Research Interests

Stem cells as agents of physiologic organ adaptation

Animals live in dynamic environments where external conditions vary at cyclic or irregular intervals. When faced with environmental change, an individual’s physiological fitness requires its organ systems to functionally adapt. One type of adult organ adaptation is function-enhancing growth in response to increased physiological demand. In contrast to developmental growth, adaptive growth is reversible, repeatable, and extrinsically induced. However, the mechanistic origins of adaptive flexibility and responsiveness in adult tissues are largely mysterious.

The adult Drosophila midgut is a self-renewing organ analogous to the vertebrate small intestine. Common attributes including cellular physiology, anatomic layout, stem cell lineages, and fate determinants, while simplified in the fly, imply that underlying regulatory principles are likely to be shared. The midgut is a uniquely tractable model to study adaptive growth; not only can gene expression be manipulated and lineages traced at single-cell and whole-tissue levels, but complete population counts of all cell types are possible. I have found that when dietary load increases, midgut stem cells activate a reversible growth program that increases total intestinal cell number and digestive capacity. My goal is to understand how this nutrient-driven mechanism regulates stem cells to achieve lifelong optimization of organ form and function.

Midgut stem cells (green) are dispersed throughout the fly intestinal epithelium.
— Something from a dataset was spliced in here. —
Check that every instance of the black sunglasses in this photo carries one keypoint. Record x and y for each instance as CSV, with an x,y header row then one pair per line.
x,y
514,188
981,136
They mediate tissue renewal, injury repair, and adaptive growth.

(left) The midgut is surrounded by layers of circular and longitudinal visceral muscle. (right) A cross section through the gut tube shows the proximity of midgut stem cells (yellow arrows) to visceral muscle fibers expressing insulin-like peptide 3 (green).

How do molecular signals cause stem cells to ‘break’ tissue homeostasis?

I have shown that local production of the nutrient sensor insulin triggers the adaptive stem cell response. Drosophila Insulin-Like Peptide 3 (dILP3) is expressed in gut visceral muscle upon feeding and signals directly to adjacent stem cells, activating proliferation and growth. In continuing work, I will seek to define the features of midgut dILP3 signaling that uniquely suit it to regulate adaptive growth.

How does stem cell heterogeneity play into organ adaptation?

Although adult stem cells have traditionally been viewed as stable and long-lived populations that exhibit invariant asymmetric divisions, emerging evidence from vertebrate and invertebrate systems suggests that stem cell populations are remarkably dynamic. The root causes and significance of adult stem cell dynamics are major questions. In the fly midgut, I have shown that individual stem cells exhibit a diversity of division rates and symmetric:asymmetric division frequencies, with some stem cells regularly switching between symmetric and asymmetric modes. On top of this individuality, the stem cell population as a whole shifts its collective behavior pattern with increased dietary load, accelerating division rates and favoring symmetric division modes to drive organ growth. I will examine the intrinsic and extrinsic sources of midgut stem cell diversity and explore the functional implications of stem cell heterogeneity during adaptive growth.

Symmetric stem cell lineages revealed by twin spot labeling. (left) The two daughters of a stem cell division are differently labeled with RFP and GFP. (right) Subsequent proliferation of the labeled daughters shows that each is a stem cell. While asymmetric divisions predominate during non-growth states, symmetric divisions predominate during adaptive growth.

A ‘population census’ protocol comprehensively counts midgut cells through automated identification and quantitation of cell nuclei in confocal reconstructions of the gut tube. The Cell Profiler-based protocol also provides a visual output of counted objects (above).

How are diverse cellular behaviors coordinated to specify tissue state?

The ultimate goal is to comprehensively understand the network of cell behaviors that drives the dynamics of stem-based epithelia. Interactions between stem cells, their lineages, and the tissue environment integrate to produce a spectrum of physiologic tissue states ranging from homeostatic maintenance, to injury repair, to adaptive resizing. The situation is too complex to be entirely grasped through reductionist experimental approaches. Here, the midgut’s simplicity and tractability make it ideally suited for a quantitative modeling approach. Guided by in vivo cellular data encompassing both normal and perturbed states, in silico modeling will give entry points to fundamental, yet otherwise inscrutable problems—for instance, what mechanism keeps stem cells at a consistent 15-20% of total midgut cells even as total cell number increases four-fold? How does the midgut ‘decide’ what its proper size should be? Why do accelerated stem cell divisions produce growth in some cases and cancer in others? Iterative cycles of modeling and experimentation will reveal the design principles that confer robustness, flexibility, and adaptiveness to stem-based tissues.